Difficulty fluctuated with each block. My first two were pretty easy, third block was near impossible, fifth block was filled almost solely with page-long patient presentations or labs. Some questions would give you the initial patient presentation in the first sentence, then proceed to fill you in on their entire history leading up to the current presentation, then provide you with the entire history relating to the present, then give you labs, and then ask some question that was either incredibly simple or impossibly hard. Bleh. Rest of the blocks were fine.

Know how to diagnose everything, know what to order initially to diagnose things, know how to initially manage things, and know how to follow-up manage the same things. The more normal lab values you know, the better off you'll be. There are STILL values given in the occasional question that you will not be able to look up the normal for (because they didn't include it with the other lab references)

Common things are common. If nearly everyone in our wonderful society has diseases x, y, and z, what diseases do you think nearly everyone in the Step2's questions are going to have?

Lots of questions where they would give you a patient with a certain ethic background, his weekend hobby, his current meds, his PMH, and his travel history and then ask you to pick the one that is most likely causing his current complaint. Sigh, the problem solving is fun for the first few questions, then it gets really old.

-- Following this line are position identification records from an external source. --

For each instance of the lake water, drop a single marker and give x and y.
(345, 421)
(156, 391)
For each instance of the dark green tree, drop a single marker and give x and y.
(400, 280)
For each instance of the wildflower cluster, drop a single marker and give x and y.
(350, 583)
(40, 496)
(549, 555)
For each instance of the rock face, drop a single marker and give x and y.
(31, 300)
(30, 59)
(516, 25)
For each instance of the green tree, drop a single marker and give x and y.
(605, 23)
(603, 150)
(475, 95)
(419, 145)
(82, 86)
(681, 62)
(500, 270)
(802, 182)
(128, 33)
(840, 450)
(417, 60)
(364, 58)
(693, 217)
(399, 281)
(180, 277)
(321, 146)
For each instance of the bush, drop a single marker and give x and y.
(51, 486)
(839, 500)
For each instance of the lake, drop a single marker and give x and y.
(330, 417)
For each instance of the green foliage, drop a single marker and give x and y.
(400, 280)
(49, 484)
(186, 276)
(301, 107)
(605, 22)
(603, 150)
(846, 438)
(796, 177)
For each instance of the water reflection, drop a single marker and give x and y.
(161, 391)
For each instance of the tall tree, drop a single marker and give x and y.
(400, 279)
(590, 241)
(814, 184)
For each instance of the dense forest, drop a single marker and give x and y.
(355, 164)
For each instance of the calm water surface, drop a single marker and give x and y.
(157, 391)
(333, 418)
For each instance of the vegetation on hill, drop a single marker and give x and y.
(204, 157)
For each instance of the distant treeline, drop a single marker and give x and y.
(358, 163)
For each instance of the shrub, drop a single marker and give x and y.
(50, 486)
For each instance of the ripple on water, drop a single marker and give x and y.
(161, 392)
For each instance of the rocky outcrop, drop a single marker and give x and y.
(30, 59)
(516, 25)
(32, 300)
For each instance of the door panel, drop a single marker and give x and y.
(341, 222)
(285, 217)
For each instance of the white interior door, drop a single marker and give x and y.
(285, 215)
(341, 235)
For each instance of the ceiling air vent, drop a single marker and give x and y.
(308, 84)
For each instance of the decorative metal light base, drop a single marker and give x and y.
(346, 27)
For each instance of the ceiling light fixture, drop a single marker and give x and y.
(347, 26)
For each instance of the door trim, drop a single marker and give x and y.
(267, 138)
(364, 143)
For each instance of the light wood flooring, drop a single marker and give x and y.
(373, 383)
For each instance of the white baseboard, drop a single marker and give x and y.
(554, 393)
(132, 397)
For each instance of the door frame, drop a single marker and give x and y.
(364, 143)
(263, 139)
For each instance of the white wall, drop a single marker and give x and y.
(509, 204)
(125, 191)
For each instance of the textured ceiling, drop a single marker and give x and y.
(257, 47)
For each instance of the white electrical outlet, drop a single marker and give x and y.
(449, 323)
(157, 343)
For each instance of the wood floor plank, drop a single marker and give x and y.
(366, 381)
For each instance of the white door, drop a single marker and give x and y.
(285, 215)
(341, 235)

Tons of questions dealing with patients visiting the ER. I cannot stress this enough. Or, if they aren't visiting the ER primarily, they're returning to the ER because some ******* treated them incorrectly a week prior.


Content emphasis:
Int Med (cardio, gastro, pulmo, renal all equally represented)
Surgery (trauma and abdominal complaints)
Pediatrics (congenital problems, infections)
OB (nothing surprising here, identical in quality to OB/Gyn shelf)
Gyn (STDs duh, adult gyn was big)

Books/Q's used to prepare:
Prescription for the Boards Step 2
USMLE Secrets Step 2
Released questions on the NBME site: 123/138

Didn't use the NBME assessment tests this time around, mainly because a)Step 1 was more important and b) performed better on the related clerkship NBME shelf exams


Overall, longer but easier than Step 1. Certainly needed less time to study for. Unlike Step 1, a lot of this junk you'll have already learned from your "educational experience" in the hospital and most of it is logical and relevant.